A estreia de Mário Barroso como realizador não é o milagre que o cinema português há muito espera – e que nos tempos mais recentes apenas «O Delfim», «Esquece tudo o que te disse» e «Os Imortais», por lá perto andaram. Mas, e não sendo este filme esse tão ansiado milagre, que permitirá, um dia, o reencontro do público português com o seu cinema, «O Milagre Segundo Salomé» surge como autêntica aparição no meio de um marasmo de filmes portugueses que ultimamente têm tido direito a estrear, enquanto outros ficam em poeirentas prateleiras. Aguarda-se ainda a estreia em sala, por exemplo, do filme de Luís Fonseca, «Antes Que o Tempo Mude», naquela que é talvez a mais interessante proposta para a indicação de um novo caminho possível de cinema em Portugal, mas que apenas lá fora encontra algum reconhecimento, como o prova o recente prémio recebido em Buenos Aires. Entretanto, os muito criticados «Portugal S.A.», «Tudo Isto É Fado», ou «Maria e as Outras», que basta ver os trailers de apresentação para que nos tranquemos em casa (com medo, muito medo), lá vão tendo direito às suas semanas de exibição, em salas repetidamente vazias, culpa de um público talvez não tão parvo como alguns julgam.

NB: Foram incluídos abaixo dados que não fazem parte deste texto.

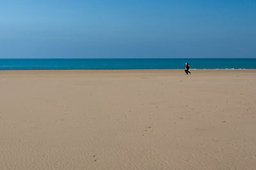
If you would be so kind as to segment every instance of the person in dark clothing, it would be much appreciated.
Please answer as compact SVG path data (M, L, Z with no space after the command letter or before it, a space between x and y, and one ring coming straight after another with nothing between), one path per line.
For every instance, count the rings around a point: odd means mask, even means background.
M189 73L189 74L191 74L191 73L189 71L189 65L188 64L188 62L186 63L185 64L185 73L186 74Z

Adaptação do romance de José Rodrigues Miguéis, «O Milagre Segundo Salomé» seria, há uns anos atrás, motivo de polémica, pela abordagem aqui feita às aparições em Fátima. Quem os pastorinhos aqui vêem surgir é tudo menos virgem, e nem Maria faz parte do seu nome. Com um elenco repleto de valores seguros, onde Nicolau Breyner (uma vez mais, depois da sua formidável interpretação em «Os Imortais») brilha como pouco se vê por cá; são também algumas novas caras que sobressaem. Ana Bandeira, no papel da Salomé do título, é já a maior revelação do ano. Onde andavas tu, Ana?

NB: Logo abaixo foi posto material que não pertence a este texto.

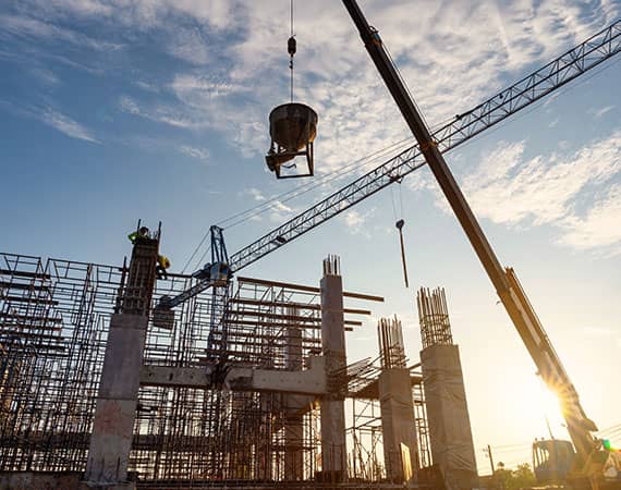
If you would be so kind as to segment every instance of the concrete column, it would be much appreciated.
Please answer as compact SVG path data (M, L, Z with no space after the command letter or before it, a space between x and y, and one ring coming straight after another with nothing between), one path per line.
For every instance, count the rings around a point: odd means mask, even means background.
M86 483L134 488L134 483L126 481L127 466L147 322L146 316L127 314L113 315L110 320L88 449Z
M330 261L329 264L328 260ZM326 358L329 393L321 399L321 468L326 480L344 481L346 477L345 406L339 394L334 372L343 370L345 329L343 319L343 284L337 261L324 262L321 290L321 346Z
M421 352L431 455L447 490L477 487L476 460L456 345Z
M299 315L297 308L291 308L288 315L295 317ZM296 324L287 327L287 368L291 370L302 370L302 329ZM287 480L302 480L304 478L304 454L302 443L304 442L304 418L300 414L299 407L293 403L299 399L296 395L285 394L285 422L284 422L284 478Z
M378 382L386 474L390 481L402 483L418 469L410 372L404 368L382 369Z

Estimulante, pensado em todos os pormenores, da fotografia à realização, passando pelo guarda-roupa ou banda-sonora, optando por caminhos pouco óbvios, o que para uns será um desafio, com recompensa final, para outros não passará de um mistério ou enigma sem direito a resposta final. Espera-se agora que Mário Barroso, habitual director de fotografia de nomes como Manuel de Oliveira ou César Monteiro, se tenha entusiasmado e regresso rápido à realização. O cinema português precisa e o público (pelo menos algum) agradece.

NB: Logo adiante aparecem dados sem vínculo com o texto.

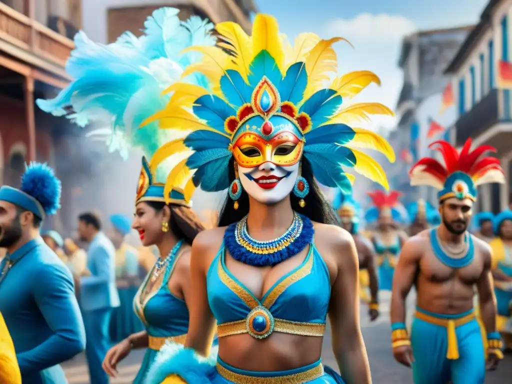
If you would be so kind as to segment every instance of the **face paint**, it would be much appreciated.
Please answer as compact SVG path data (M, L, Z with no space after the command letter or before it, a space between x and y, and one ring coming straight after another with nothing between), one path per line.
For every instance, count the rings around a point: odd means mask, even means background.
M249 196L263 204L275 204L291 193L298 177L300 164L280 166L267 161L258 167L239 165L239 177Z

Tivessem colocado legendas neste filme e muitos, mais desatentos, julgariam, por momentos, estar a assistir a um dos muitos filmes de Hollywood que invadem os nossos ecrãs. Não de um Hollywood qualquer, mas daqueles que em Fevereiro se vestem de gala, preparam discursos, ensaiam sorrisos e procuram um qualquer espaço na lareira lá de casa. Filme a não perder, só será pena se acabar por ser visto por pouco mais que três «pastorinhos», como já vem sendo hábito no cinema português.